You’re right, it is controllable. A mate of mine was diagnosed as positive around 13 years ago. Now he has negligible amounts of testable antibodies in his system. His mum, who is extremely religious claims it’s a miracle but the doctors have said that with the right combination of drugs, he will remain as close to being HIV free as possible without being HIV free if you know what I mean. If he stops taking the medication the virus will slowly take hold again but there is no reason why he can’t live a reasonably normal life from here on in.
The US is probably not the best example, given that their ‘health system’ denies many AIDS patients (especially iv drug users) access to perfectly effective medications on cost grounds. Countries with a decent healthcare safety net generally keep AIDS deaths under control much more successfully.
I believe that modern antiretrovirals etc are extremely effective at suppressing the virus, though some research is starting to come out about liver damage etc in long-term users. But I suspect that’s a trade most would be willing to pay, given the appalling inevitable death sentence than untreated HIV is.

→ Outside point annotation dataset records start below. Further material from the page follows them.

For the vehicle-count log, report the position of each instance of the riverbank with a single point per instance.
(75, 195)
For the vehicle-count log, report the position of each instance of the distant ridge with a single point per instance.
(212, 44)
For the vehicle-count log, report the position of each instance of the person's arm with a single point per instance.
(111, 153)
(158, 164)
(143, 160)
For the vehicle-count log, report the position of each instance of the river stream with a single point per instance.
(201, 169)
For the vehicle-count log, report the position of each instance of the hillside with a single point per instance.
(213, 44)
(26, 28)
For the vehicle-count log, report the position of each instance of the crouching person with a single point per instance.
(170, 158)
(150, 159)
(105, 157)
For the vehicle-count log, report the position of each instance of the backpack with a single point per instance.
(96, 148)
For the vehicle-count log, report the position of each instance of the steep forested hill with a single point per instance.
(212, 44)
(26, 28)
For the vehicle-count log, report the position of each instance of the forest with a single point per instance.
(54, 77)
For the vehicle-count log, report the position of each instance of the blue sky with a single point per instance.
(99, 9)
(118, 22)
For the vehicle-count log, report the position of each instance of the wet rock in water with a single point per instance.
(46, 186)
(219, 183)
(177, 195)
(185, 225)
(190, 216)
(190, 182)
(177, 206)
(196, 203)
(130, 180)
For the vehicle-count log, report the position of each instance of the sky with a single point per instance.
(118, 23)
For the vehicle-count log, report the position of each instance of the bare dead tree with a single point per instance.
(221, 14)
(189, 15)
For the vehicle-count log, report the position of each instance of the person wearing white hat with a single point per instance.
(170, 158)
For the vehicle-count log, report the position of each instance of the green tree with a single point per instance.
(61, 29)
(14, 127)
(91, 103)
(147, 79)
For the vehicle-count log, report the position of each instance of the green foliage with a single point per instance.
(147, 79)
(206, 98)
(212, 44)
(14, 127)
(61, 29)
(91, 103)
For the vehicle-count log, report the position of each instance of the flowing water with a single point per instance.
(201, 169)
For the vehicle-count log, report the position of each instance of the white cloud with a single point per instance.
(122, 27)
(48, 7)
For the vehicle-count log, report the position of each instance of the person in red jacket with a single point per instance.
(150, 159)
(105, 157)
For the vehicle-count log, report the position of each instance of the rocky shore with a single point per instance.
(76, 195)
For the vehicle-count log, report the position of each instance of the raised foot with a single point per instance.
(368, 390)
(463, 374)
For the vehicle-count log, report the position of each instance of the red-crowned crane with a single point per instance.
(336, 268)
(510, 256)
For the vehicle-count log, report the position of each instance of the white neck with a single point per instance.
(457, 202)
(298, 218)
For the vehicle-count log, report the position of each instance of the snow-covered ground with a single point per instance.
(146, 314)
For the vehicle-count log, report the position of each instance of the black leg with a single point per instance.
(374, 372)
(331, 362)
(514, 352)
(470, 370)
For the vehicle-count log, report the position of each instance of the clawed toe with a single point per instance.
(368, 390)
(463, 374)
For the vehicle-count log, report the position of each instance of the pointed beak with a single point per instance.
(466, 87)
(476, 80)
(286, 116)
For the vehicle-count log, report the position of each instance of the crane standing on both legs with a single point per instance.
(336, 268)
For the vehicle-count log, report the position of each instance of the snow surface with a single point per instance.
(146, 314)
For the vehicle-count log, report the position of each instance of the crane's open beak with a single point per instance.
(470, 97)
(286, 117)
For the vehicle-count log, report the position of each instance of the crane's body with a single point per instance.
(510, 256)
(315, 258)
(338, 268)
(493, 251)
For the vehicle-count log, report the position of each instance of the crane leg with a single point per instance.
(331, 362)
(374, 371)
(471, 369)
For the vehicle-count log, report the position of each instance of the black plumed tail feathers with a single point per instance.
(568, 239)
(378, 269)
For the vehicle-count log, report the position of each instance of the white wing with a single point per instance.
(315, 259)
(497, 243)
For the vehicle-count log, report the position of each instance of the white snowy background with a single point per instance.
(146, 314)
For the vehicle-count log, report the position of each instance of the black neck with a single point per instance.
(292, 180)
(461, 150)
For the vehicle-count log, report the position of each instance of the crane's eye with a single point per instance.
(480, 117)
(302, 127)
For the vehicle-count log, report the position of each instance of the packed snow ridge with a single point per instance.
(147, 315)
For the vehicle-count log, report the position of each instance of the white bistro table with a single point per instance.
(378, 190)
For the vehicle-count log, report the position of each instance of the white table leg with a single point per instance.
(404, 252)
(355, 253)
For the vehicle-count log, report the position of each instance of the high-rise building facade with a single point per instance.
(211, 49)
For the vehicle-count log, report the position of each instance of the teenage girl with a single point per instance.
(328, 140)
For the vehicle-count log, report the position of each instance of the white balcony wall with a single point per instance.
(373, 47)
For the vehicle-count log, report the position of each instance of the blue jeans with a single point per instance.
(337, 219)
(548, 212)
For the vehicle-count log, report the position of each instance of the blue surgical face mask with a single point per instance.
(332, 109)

I vaguely knew a kid who died of it a few years back. Nice guy, bit scatterbrained and vulnerable, slept with a random bloke at a gay club to get back at a boyfriend for something or other, caught the virus as a result, lived in the US and worked casually so didn’t have health insurance worth a damn. Got too sick too quickly for the meds to save him even if he could afford them, died within months.
It’s a terrifying virus. You read And The Band Played On or similar, and you realise what a holocaust is was in the gay community around that time. Whole social groups just getting wiped out wholesale. The Grim Reaper ad looks like overkill now the meds exist, but back then they were a perfectly reasonable response.
Oh well, I guess we’re a bit more like Russia. Makes sense when you bump into so many Australians who seem to admire Vlad Putin for some inexplicable reason.